Whilst perhaps best known to the wider world for his work on meteorology, climatology and hazard prediction Julian Hunt’s contribution to the development of wind engineering has of course been significant, laying the basis for the study of wind effects on pedestrians, wind flow over hills, wind forces on and flows around buildings and the dispersion of pollutants, all based on his fundamental work on the nature of atmospheric turbulence. Much of his work on pollutant dispersion has been incorporated in the ADMS modelling suite which is used worldwide as a powerful design tool.
But, as well as these very real achievements, I would suggest Julian’s greatest gift was his ability to analyse a problem, identify the most significant parameters, and develop simple theoretical approaches that could be both practically useful and offer considerable and generisable insights.
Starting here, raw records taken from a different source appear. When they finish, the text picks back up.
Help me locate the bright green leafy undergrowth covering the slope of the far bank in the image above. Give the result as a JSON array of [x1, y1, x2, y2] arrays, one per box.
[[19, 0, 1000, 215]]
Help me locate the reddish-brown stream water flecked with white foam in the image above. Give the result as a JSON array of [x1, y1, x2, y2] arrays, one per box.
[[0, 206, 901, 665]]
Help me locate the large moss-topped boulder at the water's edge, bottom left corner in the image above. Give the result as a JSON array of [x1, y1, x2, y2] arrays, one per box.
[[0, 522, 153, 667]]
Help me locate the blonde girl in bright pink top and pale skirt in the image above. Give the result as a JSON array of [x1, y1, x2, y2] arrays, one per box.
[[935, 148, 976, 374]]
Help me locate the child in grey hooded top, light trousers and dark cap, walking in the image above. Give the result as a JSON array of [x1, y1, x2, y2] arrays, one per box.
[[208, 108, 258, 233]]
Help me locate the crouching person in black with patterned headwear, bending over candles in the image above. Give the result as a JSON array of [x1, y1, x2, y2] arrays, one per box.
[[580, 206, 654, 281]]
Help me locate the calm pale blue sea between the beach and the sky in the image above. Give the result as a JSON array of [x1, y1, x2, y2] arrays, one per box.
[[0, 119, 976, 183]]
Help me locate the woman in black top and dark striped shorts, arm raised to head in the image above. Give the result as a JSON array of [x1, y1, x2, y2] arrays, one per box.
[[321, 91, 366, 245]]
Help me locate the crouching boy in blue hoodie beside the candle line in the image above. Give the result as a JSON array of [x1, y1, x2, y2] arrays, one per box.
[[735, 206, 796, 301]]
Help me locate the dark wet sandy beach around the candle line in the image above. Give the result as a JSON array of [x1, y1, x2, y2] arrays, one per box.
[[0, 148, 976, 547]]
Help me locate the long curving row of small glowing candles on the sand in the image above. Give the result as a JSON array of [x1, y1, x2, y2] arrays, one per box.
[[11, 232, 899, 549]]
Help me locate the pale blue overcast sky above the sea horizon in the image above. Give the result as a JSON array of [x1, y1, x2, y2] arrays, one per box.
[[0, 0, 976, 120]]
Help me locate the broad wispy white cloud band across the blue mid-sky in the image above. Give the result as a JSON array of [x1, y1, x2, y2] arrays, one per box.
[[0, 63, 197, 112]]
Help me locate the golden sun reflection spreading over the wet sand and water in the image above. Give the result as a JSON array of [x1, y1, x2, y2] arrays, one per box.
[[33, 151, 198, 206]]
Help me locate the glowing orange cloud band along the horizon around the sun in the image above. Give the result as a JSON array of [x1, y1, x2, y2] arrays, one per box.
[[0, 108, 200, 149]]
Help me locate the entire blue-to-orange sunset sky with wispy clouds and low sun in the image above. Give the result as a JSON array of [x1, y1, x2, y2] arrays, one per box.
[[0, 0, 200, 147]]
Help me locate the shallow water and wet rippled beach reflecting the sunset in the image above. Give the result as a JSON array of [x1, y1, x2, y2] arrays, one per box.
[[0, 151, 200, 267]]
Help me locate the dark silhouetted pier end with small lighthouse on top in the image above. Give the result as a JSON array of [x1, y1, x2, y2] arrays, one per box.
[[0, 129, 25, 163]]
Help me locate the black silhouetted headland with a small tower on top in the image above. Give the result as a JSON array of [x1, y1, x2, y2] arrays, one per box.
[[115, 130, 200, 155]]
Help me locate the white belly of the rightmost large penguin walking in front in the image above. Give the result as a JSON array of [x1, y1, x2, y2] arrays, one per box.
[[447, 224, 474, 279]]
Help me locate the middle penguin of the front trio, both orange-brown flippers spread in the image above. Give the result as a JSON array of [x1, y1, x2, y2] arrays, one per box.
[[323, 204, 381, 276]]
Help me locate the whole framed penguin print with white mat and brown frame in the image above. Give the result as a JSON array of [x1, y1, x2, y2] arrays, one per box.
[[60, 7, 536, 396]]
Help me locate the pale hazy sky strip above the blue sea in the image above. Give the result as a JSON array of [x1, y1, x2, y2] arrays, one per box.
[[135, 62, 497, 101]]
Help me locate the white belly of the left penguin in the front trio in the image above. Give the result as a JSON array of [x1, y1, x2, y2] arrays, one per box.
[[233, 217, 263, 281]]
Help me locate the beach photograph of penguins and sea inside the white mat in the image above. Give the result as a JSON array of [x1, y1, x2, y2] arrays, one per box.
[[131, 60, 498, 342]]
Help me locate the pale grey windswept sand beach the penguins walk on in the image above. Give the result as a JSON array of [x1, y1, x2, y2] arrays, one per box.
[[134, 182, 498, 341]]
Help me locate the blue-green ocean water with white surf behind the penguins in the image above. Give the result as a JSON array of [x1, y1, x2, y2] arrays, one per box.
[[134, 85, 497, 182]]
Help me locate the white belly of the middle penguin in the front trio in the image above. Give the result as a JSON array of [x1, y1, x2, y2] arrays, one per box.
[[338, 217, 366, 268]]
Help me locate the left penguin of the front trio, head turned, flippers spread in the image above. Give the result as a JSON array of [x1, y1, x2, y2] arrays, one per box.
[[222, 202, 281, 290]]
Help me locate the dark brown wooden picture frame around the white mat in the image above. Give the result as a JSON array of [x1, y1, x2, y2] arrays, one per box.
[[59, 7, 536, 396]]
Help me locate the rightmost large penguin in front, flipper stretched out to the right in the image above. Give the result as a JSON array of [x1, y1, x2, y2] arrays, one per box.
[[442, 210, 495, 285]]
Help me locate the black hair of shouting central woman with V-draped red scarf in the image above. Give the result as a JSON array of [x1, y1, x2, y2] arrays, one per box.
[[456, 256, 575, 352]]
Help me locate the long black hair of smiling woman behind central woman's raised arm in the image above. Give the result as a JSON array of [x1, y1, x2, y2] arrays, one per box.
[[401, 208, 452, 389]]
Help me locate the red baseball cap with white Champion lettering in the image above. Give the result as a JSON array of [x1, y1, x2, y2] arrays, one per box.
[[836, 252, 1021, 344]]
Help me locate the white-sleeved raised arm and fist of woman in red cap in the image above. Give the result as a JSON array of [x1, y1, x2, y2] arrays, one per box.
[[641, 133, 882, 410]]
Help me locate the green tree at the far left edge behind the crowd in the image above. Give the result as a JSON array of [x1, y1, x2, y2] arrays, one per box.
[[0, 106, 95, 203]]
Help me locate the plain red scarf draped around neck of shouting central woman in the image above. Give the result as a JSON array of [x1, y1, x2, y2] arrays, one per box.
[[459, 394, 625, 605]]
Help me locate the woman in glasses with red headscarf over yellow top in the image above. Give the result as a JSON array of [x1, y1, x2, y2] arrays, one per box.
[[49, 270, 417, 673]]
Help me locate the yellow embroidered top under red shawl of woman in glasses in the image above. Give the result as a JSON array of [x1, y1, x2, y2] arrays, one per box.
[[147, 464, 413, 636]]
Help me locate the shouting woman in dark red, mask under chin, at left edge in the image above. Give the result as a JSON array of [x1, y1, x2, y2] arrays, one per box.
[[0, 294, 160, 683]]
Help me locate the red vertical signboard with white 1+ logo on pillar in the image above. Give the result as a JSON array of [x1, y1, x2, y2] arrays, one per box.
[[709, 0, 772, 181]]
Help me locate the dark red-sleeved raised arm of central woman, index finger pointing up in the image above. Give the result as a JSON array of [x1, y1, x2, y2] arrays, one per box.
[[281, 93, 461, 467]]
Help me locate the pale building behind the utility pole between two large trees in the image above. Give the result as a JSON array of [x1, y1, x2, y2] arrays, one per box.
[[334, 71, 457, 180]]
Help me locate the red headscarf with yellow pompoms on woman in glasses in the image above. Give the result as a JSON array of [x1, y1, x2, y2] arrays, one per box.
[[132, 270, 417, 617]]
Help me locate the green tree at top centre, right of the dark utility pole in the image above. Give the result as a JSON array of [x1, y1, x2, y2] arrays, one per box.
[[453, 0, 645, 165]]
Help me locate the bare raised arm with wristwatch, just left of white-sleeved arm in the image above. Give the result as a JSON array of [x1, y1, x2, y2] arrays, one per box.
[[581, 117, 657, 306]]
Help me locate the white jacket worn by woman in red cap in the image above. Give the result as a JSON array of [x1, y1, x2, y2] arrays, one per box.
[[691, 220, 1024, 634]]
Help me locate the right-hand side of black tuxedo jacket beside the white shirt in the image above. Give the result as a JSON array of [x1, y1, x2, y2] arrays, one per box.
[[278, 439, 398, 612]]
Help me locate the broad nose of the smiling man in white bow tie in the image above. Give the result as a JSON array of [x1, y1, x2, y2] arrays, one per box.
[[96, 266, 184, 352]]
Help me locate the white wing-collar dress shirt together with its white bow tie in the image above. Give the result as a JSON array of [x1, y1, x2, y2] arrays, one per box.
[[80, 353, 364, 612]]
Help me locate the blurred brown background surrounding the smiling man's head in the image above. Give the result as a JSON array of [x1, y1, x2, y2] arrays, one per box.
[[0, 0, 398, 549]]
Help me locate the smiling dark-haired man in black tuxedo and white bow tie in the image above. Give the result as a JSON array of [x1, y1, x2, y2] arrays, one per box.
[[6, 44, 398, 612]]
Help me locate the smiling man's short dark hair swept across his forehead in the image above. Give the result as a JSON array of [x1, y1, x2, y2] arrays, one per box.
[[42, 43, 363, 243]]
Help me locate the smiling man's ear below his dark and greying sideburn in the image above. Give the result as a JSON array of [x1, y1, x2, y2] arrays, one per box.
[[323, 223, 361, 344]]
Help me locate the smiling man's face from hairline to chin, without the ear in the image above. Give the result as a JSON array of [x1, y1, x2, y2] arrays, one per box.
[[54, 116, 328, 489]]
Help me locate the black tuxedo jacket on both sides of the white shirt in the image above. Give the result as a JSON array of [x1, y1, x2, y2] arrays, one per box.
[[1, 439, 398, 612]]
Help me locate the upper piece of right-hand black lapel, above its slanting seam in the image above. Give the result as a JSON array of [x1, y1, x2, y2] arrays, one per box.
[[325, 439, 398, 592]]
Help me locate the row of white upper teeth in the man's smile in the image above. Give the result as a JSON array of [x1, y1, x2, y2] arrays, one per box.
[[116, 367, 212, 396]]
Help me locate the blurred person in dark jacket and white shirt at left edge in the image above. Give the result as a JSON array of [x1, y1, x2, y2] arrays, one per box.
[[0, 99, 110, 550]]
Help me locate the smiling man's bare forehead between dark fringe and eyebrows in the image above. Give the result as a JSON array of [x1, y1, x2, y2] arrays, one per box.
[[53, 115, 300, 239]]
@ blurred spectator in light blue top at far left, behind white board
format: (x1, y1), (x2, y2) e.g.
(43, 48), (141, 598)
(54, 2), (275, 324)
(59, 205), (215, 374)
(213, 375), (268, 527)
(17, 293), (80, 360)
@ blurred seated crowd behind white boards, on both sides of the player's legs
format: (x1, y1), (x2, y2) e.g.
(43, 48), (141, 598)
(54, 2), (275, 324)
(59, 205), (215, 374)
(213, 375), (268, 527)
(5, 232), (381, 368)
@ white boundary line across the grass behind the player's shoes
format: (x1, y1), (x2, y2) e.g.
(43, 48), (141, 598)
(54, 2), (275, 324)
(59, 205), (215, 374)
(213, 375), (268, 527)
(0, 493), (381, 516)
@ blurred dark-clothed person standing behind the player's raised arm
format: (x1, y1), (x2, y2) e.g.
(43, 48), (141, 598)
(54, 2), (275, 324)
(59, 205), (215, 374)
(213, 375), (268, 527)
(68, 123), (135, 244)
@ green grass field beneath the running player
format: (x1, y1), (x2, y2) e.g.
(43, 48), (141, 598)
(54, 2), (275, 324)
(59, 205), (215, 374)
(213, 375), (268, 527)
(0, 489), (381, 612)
With our current abilities to generate very large experimental and computational datasets that can so easily cloud our basic understanding of the phenomena we study, cultivating such an approach is perhaps more important than ever, to underpin the huge advances in technology that we are experiencing.
Ladies and Gentlemen, as I am recording this well before you all sat down to eat this evening, I have no idea what will be the state of the meal you are enjoying, but if you still have something left in the glass before you, I would ask you to raise it in a toast, to the memory of Professor Lord Julian Hunt FRS, Baron Hunt of Chesterton.